Kylie Minogue has finally said yes to a documentary, after years of steering clear of the format, with Netflix preparing a three-part series called Kylie that tracks her four decades onstage, two cancer diagnoses and the career that made her one of pop’s most enduring names. Minogue said she had actively avoided making exactly this type of film before agreeing to it, but now says she is in.
The timing matters because the series arrives with Minogue, 58, still very much in the public eye and still being asked to explain how she kept going when so much seemed designed to slow her down. An interview aired Tuesday on Nightline introduced the project and gave her a chance to reflect on the long arc from 1980s soap actress to global pop star, while also pointing readers toward a new look at a career that has stretched across generations.
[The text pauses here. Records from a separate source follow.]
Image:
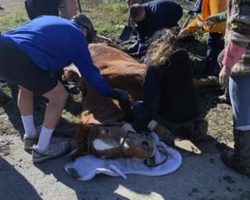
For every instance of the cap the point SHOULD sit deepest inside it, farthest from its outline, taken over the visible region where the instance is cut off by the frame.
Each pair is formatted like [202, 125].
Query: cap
[83, 20]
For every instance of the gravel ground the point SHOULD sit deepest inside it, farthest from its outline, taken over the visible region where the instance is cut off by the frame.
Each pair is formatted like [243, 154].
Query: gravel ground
[201, 177]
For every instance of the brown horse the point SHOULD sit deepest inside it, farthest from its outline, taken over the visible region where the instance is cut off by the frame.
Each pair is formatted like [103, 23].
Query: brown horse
[113, 140]
[99, 133]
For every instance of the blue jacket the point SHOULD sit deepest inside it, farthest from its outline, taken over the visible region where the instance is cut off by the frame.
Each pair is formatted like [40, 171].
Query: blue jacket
[159, 15]
[53, 43]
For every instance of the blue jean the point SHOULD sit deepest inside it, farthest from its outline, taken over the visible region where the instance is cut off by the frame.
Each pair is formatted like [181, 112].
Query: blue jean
[215, 44]
[240, 99]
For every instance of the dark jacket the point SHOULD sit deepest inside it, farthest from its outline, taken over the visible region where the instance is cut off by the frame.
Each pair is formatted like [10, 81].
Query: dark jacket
[36, 8]
[159, 15]
[169, 93]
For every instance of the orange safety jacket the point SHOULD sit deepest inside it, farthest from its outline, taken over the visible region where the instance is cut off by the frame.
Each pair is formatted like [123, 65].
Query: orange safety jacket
[209, 8]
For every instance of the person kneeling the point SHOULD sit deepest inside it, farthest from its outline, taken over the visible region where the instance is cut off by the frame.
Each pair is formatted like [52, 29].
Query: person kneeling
[169, 98]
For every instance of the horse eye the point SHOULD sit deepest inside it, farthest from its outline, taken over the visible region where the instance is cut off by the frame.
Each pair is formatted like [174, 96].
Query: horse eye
[106, 130]
[145, 144]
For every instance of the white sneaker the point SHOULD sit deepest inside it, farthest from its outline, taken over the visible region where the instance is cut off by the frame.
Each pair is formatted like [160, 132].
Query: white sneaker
[53, 151]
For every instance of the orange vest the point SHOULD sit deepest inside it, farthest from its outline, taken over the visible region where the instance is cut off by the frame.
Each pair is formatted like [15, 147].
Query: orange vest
[209, 8]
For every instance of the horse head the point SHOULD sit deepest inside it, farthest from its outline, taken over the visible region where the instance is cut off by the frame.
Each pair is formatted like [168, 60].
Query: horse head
[114, 140]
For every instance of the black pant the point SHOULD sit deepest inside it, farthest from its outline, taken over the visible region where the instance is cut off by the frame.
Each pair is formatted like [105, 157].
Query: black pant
[36, 8]
[215, 44]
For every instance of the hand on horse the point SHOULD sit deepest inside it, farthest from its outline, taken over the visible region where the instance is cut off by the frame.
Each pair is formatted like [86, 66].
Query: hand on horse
[124, 101]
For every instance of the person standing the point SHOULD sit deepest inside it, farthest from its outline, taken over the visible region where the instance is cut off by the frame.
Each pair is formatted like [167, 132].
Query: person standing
[152, 17]
[215, 40]
[236, 70]
[29, 57]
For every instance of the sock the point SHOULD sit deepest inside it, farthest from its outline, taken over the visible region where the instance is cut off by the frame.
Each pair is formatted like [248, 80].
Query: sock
[29, 126]
[44, 138]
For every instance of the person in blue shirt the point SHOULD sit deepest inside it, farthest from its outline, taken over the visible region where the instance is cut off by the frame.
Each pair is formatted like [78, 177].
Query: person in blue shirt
[152, 17]
[31, 54]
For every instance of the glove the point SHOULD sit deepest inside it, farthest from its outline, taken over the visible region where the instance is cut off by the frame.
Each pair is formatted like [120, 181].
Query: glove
[141, 50]
[212, 20]
[124, 101]
[120, 95]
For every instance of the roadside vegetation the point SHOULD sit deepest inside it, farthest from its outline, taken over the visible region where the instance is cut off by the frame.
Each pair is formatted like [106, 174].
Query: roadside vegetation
[109, 20]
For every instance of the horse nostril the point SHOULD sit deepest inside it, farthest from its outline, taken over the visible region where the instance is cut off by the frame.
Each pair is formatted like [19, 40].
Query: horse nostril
[145, 144]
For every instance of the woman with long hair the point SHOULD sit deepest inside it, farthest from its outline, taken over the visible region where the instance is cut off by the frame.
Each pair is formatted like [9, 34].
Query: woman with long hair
[169, 99]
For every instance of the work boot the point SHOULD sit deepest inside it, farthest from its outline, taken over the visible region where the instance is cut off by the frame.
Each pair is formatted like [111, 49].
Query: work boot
[239, 160]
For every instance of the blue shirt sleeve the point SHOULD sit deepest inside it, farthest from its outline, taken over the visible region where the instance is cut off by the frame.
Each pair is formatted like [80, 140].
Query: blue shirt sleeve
[89, 71]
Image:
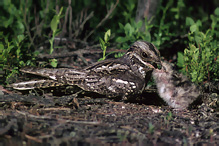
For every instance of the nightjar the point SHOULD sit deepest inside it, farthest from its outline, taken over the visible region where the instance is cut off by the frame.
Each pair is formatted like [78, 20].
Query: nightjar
[174, 88]
[122, 77]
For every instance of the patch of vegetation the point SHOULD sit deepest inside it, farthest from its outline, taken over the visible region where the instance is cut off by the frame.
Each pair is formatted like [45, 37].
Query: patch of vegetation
[201, 59]
[30, 28]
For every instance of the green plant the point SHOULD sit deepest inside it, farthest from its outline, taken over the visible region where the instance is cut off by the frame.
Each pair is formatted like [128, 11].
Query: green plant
[12, 56]
[54, 27]
[168, 118]
[151, 128]
[201, 59]
[105, 43]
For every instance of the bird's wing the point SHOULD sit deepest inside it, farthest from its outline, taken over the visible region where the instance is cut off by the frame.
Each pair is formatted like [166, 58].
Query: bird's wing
[27, 85]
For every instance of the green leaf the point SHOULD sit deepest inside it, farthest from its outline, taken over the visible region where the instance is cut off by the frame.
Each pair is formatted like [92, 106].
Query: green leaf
[180, 59]
[107, 35]
[20, 38]
[53, 62]
[189, 21]
[54, 23]
[102, 43]
[139, 24]
[193, 28]
[216, 11]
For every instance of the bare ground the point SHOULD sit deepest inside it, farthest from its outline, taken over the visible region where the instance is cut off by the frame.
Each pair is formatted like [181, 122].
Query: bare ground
[67, 120]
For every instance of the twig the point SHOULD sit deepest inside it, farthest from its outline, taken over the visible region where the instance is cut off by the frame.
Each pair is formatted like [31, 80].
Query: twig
[33, 138]
[58, 120]
[77, 52]
[103, 20]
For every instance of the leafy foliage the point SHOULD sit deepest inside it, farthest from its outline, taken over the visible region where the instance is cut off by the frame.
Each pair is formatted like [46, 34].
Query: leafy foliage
[26, 25]
[105, 43]
[201, 58]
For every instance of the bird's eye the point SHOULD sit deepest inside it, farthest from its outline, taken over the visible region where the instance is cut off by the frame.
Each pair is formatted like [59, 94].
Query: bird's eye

That career has been unusually durable. Minogue has delivered 19 headlining tours, played a Las Vegas residency and won two Grammys, while in 2020 she became the first female artist to top the U.K. charts across five consecutive decades. Her breakthrough in the American market came with 2002's Fever, which produced Can't Get You Out of My Head, and she turned that success into a wider fan base that included LGBTQ+ audiences who stayed close to her for years. She also became known for a stage presence that could be larger than life, including the Brit Awards performance in which she rose out of a giant CD player.
The new series does not leave out the harder parts. It shows how early critics dismissed her as The Singing Budgie, a label that would have flattened a less stubborn performer. Minogue said she got past that by keeping going, and she still does not like to be boxed in. That refusal to fit one category helped make her an outlier in pop, even before the accolades caught up with her.
Health is part of the story too, and not as an afterthought. In 2005, at 36, Minogue was diagnosed with early-stage breast cancer while she was due on stage in three days, a shock that cost her a planned Glastonbury headlining slot. She returned to the festival in 2019, and that set became one of the most-watched in its history. Minogue has since said she received a second cancer diagnosis in 2021 and that all is well, a reminder that the documentary is as much about survival as it is about fame.
What remains unknown is how much of that life will fit into three episodes. The project, directed by filmmaker Michael Harte, is not yet dated for release, but the decision to let the cameras in at all is the news: after avoiding this kind of portrait for years, Minogue has opened the door, and viewers will soon see which parts of the story she chose to tell first.